When I saw the recipe for Barley and Greens Gumbo in Every Day with Rachael Ray magazine, I immediately thought of the Hen of the Woods Gumbo that my friends and I recently had at What Happens When restaurant in NYC. Both dishes draw on flavors from forest, with greens and mushrooms as the star ingredients. I combined the two in my own version to create the ultimate woodland-inspired gumbo -- a belly-warming stew that pays homage to wild mushrooms and leafy spinach and swiss chard. Traditional gumbos incorporate rice and broth; in this case, fiber-rich barley plays the starchy role, adding hearty thickness to the dish. The version I adapted from Rachael Ray's uses water as the liquid -- I think next time I will substitute a type of broth for part of the water to give more depth to the flavor. Another variation I might try is to grill the mushrooms separately to give them a more distinct meatiness before adding them to the gumbo. I may also try Hen of the Woods mushrooms next time, as they did at What Happens When. Okra and/or escarole might make an appearance as well...
WOODLAND BARLEY GUMBO
1/4 cup olive oil
3 ribs celery, finely chopped
1 onion, chopped
Salt and pepper
3 Tbsp whole-wheat flour
1/2 bunch swiss chard, stems and leaves chopped and separated
6 cups water (or part broth, part water)
1 cup pearl barley, rinsed
5 oz spinach, chopped
8 oz package of wild mushrooms (or any combination of cremini, shittake or oyster mushrooms)

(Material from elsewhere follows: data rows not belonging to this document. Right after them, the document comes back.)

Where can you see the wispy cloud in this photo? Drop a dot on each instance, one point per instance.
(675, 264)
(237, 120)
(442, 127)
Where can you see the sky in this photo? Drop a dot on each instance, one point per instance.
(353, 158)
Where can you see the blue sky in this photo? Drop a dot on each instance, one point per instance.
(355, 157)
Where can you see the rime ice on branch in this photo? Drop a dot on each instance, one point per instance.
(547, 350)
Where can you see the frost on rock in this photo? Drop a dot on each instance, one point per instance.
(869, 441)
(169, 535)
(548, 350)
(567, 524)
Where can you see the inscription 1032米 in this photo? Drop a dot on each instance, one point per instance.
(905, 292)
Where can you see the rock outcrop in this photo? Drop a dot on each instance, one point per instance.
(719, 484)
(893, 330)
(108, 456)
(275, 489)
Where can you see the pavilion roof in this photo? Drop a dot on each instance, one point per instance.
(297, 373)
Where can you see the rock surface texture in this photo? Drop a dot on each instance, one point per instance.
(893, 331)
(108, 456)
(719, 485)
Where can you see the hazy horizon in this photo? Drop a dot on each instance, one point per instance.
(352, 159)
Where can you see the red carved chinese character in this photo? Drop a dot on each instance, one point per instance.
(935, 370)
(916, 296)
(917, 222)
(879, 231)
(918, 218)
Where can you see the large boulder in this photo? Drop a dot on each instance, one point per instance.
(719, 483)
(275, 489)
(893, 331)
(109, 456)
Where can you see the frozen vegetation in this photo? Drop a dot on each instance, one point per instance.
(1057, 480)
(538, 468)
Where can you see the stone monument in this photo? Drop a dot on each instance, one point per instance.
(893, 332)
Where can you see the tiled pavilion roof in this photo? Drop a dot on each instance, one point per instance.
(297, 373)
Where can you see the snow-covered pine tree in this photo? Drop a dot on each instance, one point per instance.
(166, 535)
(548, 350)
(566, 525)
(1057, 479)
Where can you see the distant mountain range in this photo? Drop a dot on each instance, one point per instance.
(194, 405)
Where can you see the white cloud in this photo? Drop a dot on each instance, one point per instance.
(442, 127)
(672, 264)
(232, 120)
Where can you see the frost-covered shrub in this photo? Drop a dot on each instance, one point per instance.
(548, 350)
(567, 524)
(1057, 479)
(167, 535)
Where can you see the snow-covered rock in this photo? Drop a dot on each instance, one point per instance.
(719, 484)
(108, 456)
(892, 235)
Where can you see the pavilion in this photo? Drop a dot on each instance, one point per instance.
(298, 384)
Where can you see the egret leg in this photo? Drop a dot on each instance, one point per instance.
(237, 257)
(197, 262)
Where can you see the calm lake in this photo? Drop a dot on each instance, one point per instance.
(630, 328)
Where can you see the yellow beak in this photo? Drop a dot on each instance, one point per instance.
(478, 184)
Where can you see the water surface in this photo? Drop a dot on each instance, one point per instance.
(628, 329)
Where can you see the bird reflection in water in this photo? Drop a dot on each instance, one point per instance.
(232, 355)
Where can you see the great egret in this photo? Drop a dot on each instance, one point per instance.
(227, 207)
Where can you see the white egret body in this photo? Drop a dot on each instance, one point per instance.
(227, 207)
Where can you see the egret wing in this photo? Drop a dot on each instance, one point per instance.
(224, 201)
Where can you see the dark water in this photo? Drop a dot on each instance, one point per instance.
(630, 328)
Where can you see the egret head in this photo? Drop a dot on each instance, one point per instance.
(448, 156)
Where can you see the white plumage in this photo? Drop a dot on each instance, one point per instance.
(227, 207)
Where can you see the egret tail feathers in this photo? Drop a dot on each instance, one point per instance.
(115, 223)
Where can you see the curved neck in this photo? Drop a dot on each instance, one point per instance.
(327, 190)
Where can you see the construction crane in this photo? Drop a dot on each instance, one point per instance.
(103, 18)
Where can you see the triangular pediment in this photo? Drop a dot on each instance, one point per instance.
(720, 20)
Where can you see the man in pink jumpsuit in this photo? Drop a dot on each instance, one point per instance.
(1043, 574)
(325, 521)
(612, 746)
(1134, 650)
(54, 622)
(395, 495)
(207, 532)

1/4 bunch parsley (about 1/4 cup), chopped
1. In a dutch oven, heat the oil over medium-high heat. Add the celery, onion and mushrooms and cook, stirring occasionally, until softened, about 5 minutes; season with salt and pepper.
2. Add the flour and cook, stirring often, for 5 minutes.
3. Add the swiss chard stems and cook for 1 minute. Stir in the barley and 6 cups water and bring to a boil. Lower the heat, cover and simmer until the barley is just tender, about 30 minutes.
4. Working in batches, add the spinach, parsley and swiss chard leaves, stirring the greens until wilted between each addition. Season with salt and pepper.